May 10, 2014

Tinysnip #1: Colored diff with mksh or awk

For the record, when I started this article I wanted to "share" a snippet related to awk. It was almost ready for a publishing, but I had another idea, just before pushing the "nuke" button. I'm going to show you how to proceed, using two manners (mksh and awk).

NOTE: This article was improved compared to the first version. Now, I tend to use the awk(1) snippet. The mksh(1) variant is still provided but is less "powerful". Therefore, the first snippet was removed from the repository.

I need to compare two files very often and I'm unable to find something better than diff -u. The output is pretty clear and it can be improved with colordiff. It's a perl(1) wrapper which adds color. Now, you have no excuse to misunderstand the changes.
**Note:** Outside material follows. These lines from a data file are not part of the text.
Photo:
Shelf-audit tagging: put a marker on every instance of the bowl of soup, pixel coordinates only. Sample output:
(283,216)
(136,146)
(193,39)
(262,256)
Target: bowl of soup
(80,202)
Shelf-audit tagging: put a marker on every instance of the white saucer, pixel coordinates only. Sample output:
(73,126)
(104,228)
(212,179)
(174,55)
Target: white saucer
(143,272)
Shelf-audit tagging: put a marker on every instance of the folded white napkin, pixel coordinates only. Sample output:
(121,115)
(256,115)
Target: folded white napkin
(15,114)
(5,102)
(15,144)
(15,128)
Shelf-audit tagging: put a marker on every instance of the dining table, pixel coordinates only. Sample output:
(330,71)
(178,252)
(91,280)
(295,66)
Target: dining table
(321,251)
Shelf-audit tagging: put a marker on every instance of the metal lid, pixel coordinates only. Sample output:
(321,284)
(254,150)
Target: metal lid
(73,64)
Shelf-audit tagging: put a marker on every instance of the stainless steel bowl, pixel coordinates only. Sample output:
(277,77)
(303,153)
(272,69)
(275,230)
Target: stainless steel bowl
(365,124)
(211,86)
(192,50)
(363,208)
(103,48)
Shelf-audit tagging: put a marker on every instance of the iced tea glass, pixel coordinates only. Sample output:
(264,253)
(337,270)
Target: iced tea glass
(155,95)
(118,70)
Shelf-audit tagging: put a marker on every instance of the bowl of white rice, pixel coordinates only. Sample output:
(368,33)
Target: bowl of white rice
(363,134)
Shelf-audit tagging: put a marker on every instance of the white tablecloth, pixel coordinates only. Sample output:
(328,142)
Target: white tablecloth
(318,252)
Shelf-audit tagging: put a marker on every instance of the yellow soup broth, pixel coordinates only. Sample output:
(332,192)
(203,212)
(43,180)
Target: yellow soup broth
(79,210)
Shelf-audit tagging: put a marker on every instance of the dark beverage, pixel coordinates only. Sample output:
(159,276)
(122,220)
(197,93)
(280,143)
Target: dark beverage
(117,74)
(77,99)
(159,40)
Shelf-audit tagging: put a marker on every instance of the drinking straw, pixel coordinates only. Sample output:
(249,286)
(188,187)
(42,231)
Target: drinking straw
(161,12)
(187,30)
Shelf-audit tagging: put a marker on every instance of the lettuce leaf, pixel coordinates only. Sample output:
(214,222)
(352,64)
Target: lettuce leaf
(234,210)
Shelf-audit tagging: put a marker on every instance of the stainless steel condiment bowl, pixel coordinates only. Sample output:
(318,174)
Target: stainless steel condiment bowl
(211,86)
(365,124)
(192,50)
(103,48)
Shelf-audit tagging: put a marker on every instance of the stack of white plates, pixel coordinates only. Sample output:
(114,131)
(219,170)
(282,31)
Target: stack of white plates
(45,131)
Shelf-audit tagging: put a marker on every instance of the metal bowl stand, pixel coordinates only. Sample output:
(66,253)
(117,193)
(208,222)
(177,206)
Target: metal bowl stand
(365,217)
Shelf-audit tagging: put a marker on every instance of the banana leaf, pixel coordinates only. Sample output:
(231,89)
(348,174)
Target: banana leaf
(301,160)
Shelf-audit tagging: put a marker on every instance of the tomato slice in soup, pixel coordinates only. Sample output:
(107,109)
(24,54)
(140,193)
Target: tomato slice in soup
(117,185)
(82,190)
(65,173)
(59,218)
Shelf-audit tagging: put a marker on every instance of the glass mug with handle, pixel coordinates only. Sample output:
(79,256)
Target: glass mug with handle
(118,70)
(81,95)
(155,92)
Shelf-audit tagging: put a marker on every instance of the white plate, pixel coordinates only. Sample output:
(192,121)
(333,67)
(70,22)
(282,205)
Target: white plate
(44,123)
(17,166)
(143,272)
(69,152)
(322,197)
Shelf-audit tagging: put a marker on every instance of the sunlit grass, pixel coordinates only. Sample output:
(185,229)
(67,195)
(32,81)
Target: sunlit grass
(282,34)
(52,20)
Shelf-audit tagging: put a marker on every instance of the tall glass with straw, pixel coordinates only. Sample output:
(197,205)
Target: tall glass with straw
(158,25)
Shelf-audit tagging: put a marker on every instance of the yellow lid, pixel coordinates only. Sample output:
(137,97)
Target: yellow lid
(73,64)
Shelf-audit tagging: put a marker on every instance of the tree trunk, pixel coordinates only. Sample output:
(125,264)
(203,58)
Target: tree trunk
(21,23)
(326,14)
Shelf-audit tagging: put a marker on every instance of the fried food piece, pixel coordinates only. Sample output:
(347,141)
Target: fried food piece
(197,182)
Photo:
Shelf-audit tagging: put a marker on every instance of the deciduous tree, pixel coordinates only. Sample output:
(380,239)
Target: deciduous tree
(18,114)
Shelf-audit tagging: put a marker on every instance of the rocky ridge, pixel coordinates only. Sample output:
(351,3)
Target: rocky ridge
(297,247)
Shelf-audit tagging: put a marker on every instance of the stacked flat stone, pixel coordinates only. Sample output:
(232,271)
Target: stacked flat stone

However, there is a problem… perl(1) is not installed by default on all machines (some distros have it in the base) and I find it quite "heavy", for this trivial task. Anyway, my "dirty" and "hacky" mind found ~~a solution~~ two solutions.

* mksh

Why not use mksh(1), the awesome shell?

while IFS= read -r LINE; do
	CHAR="${LINE::1}"
	case $CHAR in
		\-) print -r -- "\033[1;31m${LINE}\033[0m" ;;
		\+) print -r -- "\033[0;32m${LINE}\033[0m" ;;
		\@) print -r -- "\033[1;35m${LINE}\033[0m" ;;
		*) print -r -- "$LINE" ;;
	esac
done

We analyze the first character on each line using CHAR="${LINE::1}" and we apply syntax highlighting, according to this CHAR (green for addition, red for deletion and bright magenta for the context). For non-matching lines, print just show them.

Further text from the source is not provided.